PPP MPA Humera Alwani said that Karachi Corps Commander Shahid Amir and Brigadier Mehmood Sadiq had informed her that Pakistan Steel Mills and the army had provided 400 vehicles to transport over 500,000 people of Sujawal subdivision to safe areas.

The vehicles started arriving in Thatta on Thursday night. Army officers said that troops would carry out rescue and relief work and maintain law and order in the area. Army engineers have been assigned the task to plug the MS dyke breach which is facing a flow of 20,000 cusecs.

The army officers said the discharge would increase to 100,000 cusecs in 24 hours if the breach was not plugged.

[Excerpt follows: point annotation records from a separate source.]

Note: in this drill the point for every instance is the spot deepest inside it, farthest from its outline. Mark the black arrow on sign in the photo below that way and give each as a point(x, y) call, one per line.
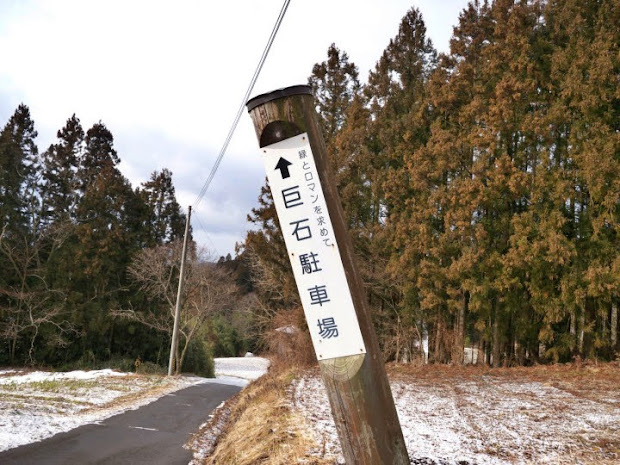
point(283, 165)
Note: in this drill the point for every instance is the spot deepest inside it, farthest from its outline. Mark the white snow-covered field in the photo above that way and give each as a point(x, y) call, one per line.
point(240, 370)
point(37, 405)
point(484, 420)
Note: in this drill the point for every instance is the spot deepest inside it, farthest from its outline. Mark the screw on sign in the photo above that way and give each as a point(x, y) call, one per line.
point(329, 285)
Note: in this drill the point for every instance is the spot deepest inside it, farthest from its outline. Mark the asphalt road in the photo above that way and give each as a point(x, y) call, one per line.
point(153, 434)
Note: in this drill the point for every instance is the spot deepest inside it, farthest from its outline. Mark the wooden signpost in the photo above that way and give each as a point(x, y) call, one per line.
point(330, 287)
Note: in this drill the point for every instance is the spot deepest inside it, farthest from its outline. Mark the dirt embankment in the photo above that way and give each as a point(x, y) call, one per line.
point(560, 414)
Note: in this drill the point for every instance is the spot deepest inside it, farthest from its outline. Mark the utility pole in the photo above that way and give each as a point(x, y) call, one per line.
point(329, 284)
point(174, 345)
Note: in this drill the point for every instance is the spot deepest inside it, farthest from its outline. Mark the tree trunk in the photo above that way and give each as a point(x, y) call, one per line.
point(614, 325)
point(496, 344)
point(459, 333)
point(438, 330)
point(582, 324)
point(573, 329)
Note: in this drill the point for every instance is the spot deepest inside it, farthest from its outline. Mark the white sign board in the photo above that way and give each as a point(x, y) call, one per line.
point(312, 248)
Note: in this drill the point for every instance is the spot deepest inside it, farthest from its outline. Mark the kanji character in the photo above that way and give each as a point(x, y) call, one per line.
point(291, 197)
point(318, 295)
point(309, 263)
point(327, 328)
point(301, 232)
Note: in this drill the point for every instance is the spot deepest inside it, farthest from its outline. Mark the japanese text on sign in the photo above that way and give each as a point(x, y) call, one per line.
point(312, 248)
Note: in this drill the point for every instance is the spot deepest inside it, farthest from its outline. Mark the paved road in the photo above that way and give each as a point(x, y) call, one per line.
point(153, 434)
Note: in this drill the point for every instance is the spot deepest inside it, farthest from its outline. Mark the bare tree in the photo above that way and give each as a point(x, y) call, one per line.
point(32, 304)
point(208, 289)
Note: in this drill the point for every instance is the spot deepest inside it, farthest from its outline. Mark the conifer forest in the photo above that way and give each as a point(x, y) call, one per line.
point(481, 190)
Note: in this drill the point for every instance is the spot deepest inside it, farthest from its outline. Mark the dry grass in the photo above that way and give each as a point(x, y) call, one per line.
point(560, 414)
point(262, 428)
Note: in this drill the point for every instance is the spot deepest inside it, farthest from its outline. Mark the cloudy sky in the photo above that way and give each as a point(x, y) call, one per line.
point(167, 78)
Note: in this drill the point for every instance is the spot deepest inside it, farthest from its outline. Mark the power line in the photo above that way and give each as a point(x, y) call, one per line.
point(261, 62)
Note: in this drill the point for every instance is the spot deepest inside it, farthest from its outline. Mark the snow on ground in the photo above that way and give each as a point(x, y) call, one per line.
point(240, 370)
point(37, 405)
point(488, 420)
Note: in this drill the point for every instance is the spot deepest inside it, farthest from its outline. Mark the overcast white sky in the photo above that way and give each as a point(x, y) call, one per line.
point(167, 78)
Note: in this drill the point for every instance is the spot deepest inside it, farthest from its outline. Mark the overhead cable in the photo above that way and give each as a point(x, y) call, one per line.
point(246, 96)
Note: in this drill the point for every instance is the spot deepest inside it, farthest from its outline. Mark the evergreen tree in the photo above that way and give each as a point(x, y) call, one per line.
point(166, 221)
point(61, 162)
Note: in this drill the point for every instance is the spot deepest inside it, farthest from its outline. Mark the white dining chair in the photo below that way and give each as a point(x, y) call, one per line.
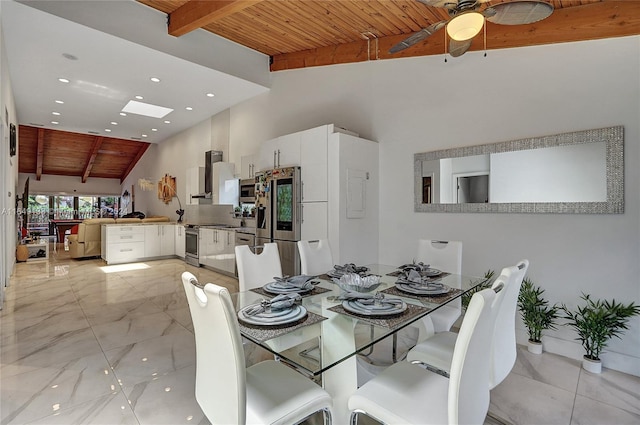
point(256, 270)
point(447, 257)
point(315, 257)
point(437, 351)
point(228, 393)
point(408, 394)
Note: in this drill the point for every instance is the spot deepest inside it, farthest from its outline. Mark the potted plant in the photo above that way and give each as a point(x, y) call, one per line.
point(536, 314)
point(596, 322)
point(486, 282)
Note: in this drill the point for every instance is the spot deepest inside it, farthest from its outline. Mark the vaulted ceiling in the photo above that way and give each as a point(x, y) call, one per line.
point(303, 33)
point(62, 153)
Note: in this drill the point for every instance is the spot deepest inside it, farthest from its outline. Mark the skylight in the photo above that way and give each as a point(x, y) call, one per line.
point(146, 109)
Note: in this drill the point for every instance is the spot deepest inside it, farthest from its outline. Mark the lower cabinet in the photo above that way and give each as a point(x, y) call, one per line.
point(180, 240)
point(159, 240)
point(129, 243)
point(216, 249)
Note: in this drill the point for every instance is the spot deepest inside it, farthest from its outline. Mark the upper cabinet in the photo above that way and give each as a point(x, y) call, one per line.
point(283, 151)
point(249, 166)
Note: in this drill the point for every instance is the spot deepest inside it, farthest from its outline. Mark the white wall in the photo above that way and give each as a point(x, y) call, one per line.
point(422, 104)
point(8, 171)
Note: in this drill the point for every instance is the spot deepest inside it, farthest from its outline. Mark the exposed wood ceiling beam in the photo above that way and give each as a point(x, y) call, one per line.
point(134, 161)
point(40, 154)
point(196, 14)
point(92, 158)
point(564, 25)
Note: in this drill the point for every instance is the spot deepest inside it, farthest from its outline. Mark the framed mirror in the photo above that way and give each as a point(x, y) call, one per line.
point(577, 173)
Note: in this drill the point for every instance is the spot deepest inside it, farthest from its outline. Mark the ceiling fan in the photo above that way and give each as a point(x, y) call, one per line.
point(467, 19)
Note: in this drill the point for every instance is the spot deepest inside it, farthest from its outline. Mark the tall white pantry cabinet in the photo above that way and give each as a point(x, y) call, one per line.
point(340, 183)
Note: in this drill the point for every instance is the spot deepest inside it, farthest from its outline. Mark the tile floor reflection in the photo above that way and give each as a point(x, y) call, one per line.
point(87, 344)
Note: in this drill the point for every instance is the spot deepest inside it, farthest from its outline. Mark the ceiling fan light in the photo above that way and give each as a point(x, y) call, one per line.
point(465, 26)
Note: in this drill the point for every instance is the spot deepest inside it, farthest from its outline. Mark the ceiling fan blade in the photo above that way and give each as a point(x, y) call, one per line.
point(417, 37)
point(459, 48)
point(520, 12)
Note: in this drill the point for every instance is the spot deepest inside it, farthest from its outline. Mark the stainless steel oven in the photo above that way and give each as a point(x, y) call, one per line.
point(191, 245)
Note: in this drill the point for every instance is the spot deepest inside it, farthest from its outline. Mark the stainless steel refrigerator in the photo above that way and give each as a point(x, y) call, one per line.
point(278, 214)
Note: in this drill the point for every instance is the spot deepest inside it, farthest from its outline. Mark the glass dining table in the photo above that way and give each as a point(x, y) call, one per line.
point(325, 343)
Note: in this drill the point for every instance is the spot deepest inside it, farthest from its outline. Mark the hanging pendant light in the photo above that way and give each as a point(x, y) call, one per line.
point(465, 26)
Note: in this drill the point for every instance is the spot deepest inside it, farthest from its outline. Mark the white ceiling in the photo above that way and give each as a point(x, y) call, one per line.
point(110, 71)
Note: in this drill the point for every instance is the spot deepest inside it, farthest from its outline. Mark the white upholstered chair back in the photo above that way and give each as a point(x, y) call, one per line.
point(315, 257)
point(504, 339)
point(468, 400)
point(220, 366)
point(256, 270)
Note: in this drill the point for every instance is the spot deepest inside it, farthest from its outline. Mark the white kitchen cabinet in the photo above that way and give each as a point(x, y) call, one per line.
point(159, 240)
point(122, 244)
point(180, 240)
point(248, 166)
point(225, 186)
point(314, 224)
point(313, 164)
point(280, 152)
point(216, 249)
point(194, 182)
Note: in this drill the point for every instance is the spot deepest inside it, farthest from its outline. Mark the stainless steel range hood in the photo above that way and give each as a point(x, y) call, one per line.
point(216, 175)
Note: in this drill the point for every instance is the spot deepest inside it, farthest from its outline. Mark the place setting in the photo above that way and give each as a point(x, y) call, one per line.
point(270, 318)
point(375, 308)
point(425, 270)
point(416, 284)
point(303, 285)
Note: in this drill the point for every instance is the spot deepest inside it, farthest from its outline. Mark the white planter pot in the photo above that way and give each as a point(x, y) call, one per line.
point(593, 366)
point(534, 347)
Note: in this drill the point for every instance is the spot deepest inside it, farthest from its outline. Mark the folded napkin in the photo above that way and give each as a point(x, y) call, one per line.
point(368, 298)
point(280, 302)
point(300, 282)
point(350, 268)
point(415, 278)
point(415, 266)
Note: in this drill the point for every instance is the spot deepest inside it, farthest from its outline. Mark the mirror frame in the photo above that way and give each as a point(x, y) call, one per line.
point(613, 136)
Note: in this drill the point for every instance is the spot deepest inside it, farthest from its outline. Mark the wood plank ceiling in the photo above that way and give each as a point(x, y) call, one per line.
point(62, 153)
point(304, 33)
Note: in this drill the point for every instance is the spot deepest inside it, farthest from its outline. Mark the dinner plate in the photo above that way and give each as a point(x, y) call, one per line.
point(283, 288)
point(417, 290)
point(371, 310)
point(273, 317)
point(431, 272)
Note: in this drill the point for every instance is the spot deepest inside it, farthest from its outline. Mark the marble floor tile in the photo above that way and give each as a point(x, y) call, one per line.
point(44, 391)
point(590, 412)
point(131, 329)
point(613, 388)
point(110, 409)
point(522, 400)
point(86, 343)
point(155, 357)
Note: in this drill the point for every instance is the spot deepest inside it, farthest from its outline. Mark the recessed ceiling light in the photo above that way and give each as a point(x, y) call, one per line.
point(146, 109)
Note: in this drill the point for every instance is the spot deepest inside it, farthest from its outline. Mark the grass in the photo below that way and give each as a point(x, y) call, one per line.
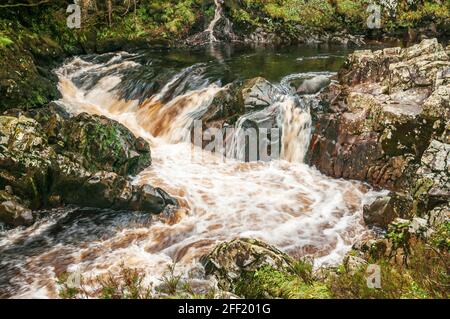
point(5, 41)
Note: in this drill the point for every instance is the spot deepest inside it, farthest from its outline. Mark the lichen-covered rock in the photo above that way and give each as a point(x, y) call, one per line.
point(418, 66)
point(83, 160)
point(230, 260)
point(314, 85)
point(105, 145)
point(385, 209)
point(377, 123)
point(432, 186)
point(12, 211)
point(258, 93)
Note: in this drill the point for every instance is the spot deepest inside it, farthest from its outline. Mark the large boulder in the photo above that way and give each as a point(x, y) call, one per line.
point(313, 85)
point(387, 123)
point(374, 127)
point(385, 209)
point(85, 160)
point(230, 260)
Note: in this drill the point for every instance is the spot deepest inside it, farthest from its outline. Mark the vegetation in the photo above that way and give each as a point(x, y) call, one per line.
point(334, 14)
point(425, 275)
point(129, 283)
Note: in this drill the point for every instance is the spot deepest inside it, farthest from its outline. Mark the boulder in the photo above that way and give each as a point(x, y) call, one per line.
point(385, 209)
point(258, 93)
point(84, 160)
point(314, 85)
point(377, 123)
point(230, 260)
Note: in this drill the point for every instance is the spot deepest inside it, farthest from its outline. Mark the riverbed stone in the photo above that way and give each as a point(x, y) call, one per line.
point(83, 160)
point(228, 261)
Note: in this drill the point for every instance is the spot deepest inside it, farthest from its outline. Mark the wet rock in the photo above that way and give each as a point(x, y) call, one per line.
point(418, 66)
point(12, 210)
point(432, 186)
point(105, 145)
point(229, 260)
point(439, 215)
point(258, 93)
point(14, 214)
point(385, 209)
point(374, 127)
point(83, 160)
point(314, 85)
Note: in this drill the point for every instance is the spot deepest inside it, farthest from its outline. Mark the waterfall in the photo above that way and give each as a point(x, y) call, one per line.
point(218, 15)
point(282, 202)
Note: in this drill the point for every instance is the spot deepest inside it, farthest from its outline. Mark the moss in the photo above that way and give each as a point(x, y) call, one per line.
point(5, 41)
point(267, 282)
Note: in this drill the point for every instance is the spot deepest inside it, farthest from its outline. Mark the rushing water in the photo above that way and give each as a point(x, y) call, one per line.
point(283, 202)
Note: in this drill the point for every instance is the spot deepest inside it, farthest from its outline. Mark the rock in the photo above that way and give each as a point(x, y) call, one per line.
point(105, 145)
point(26, 80)
point(314, 85)
point(14, 214)
point(229, 260)
point(12, 210)
point(374, 127)
point(258, 93)
point(419, 66)
point(439, 215)
point(365, 66)
point(354, 263)
point(432, 186)
point(83, 160)
point(387, 208)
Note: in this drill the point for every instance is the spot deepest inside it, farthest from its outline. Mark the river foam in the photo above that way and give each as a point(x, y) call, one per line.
point(283, 202)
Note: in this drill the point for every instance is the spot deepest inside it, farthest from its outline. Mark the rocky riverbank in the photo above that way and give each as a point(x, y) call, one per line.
point(385, 122)
point(49, 159)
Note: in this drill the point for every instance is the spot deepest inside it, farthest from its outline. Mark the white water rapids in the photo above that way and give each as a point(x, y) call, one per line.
point(283, 202)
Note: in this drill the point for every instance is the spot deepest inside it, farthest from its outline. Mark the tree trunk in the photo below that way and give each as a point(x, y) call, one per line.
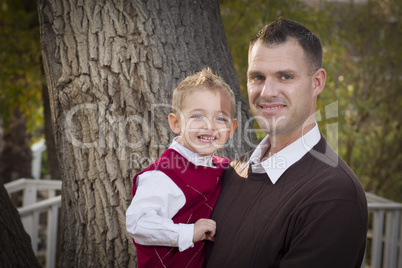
point(54, 167)
point(15, 243)
point(111, 67)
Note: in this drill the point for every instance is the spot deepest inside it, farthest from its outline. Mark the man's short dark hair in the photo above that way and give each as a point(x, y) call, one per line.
point(278, 32)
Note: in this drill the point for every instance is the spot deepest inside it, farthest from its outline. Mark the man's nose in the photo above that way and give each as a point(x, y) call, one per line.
point(270, 89)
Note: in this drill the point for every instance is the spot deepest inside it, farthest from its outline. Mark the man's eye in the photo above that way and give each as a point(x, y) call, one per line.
point(197, 116)
point(258, 78)
point(286, 77)
point(255, 79)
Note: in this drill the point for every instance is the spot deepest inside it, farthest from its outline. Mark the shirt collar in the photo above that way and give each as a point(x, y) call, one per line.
point(278, 163)
point(194, 158)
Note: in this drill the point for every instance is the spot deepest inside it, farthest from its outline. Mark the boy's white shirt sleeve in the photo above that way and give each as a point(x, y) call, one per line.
point(149, 216)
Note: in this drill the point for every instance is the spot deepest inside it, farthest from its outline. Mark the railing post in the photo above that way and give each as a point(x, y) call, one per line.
point(51, 243)
point(376, 241)
point(31, 222)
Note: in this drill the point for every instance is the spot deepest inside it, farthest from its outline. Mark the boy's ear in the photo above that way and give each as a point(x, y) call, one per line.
point(174, 123)
point(233, 127)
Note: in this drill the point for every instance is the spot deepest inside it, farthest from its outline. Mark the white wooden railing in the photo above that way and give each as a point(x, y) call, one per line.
point(384, 239)
point(38, 197)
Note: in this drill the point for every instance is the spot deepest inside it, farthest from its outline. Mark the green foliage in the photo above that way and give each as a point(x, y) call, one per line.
point(363, 62)
point(21, 77)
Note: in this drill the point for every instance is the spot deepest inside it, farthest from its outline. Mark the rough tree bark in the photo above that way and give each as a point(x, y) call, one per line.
point(111, 67)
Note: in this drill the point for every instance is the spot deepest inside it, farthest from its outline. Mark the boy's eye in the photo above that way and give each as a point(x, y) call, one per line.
point(220, 118)
point(286, 77)
point(256, 79)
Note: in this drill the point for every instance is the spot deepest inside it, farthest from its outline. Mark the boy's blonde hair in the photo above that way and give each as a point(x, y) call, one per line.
point(205, 79)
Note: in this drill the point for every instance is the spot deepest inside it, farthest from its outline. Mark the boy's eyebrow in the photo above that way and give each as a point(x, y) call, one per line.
point(202, 110)
point(279, 72)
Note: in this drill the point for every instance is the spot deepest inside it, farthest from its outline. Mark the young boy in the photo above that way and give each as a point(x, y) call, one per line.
point(168, 218)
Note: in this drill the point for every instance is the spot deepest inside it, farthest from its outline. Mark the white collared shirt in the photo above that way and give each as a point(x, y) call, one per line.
point(157, 200)
point(278, 163)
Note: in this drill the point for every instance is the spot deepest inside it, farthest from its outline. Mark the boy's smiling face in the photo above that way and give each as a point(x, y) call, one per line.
point(205, 122)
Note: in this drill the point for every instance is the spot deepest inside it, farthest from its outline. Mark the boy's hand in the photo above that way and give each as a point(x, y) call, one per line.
point(204, 229)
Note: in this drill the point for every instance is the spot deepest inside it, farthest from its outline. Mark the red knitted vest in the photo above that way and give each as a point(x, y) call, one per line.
point(201, 187)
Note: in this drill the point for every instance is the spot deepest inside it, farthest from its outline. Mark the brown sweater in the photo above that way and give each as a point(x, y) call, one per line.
point(315, 216)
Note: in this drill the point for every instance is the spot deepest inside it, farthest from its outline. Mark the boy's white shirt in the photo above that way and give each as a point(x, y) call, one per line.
point(157, 200)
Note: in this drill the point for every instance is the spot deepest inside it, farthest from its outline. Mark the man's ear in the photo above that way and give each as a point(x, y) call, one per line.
point(233, 127)
point(174, 123)
point(319, 78)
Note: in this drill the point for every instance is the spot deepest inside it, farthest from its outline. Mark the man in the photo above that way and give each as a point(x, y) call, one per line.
point(292, 202)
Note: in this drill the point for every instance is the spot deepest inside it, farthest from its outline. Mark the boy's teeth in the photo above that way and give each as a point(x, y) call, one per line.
point(207, 138)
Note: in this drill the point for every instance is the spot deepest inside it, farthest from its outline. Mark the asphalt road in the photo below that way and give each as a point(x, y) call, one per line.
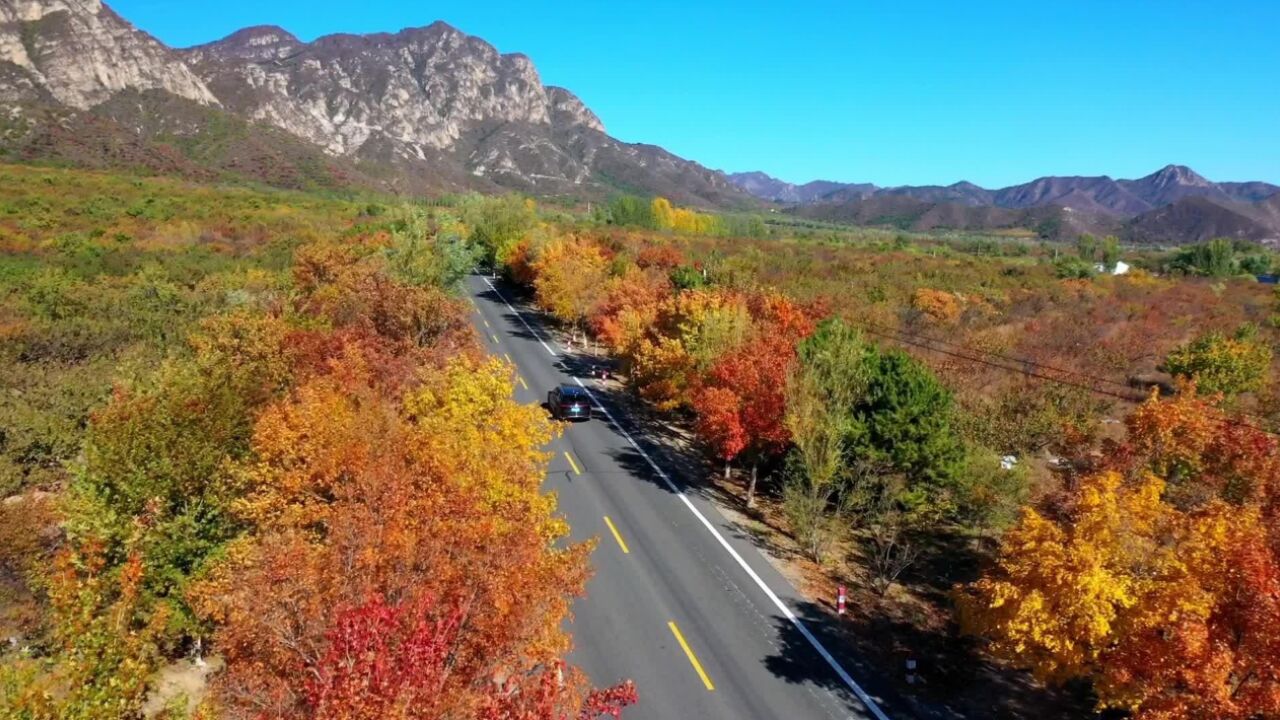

Ms Alwani said the army believed that the rupture had been caused by the oceanic resistance to the Indus water with the high tide rising to 25 feet. She said the next seven days would be critical.

PPP MPA Sadiq Ali Memon and district president Arbab Wazir Memon and PML-Q MNA Ayaz Ali Shah Shirazi told Dawn that another high flood of 945,000 cusecs would reach Kotri downstream on Friday and could cause further damage.

They held the irrigation department responsible for the Kot Almo breach because there had been no maintenance and repair of the MS bund.

Sindh’s Culture Minister Sassui Palijo said the provincial government had sought 10 helicopters to evacuate stranded people.

Hundreds of families were seen sitting under trees in Thatta and Makli, desperately waiting for food and shelter.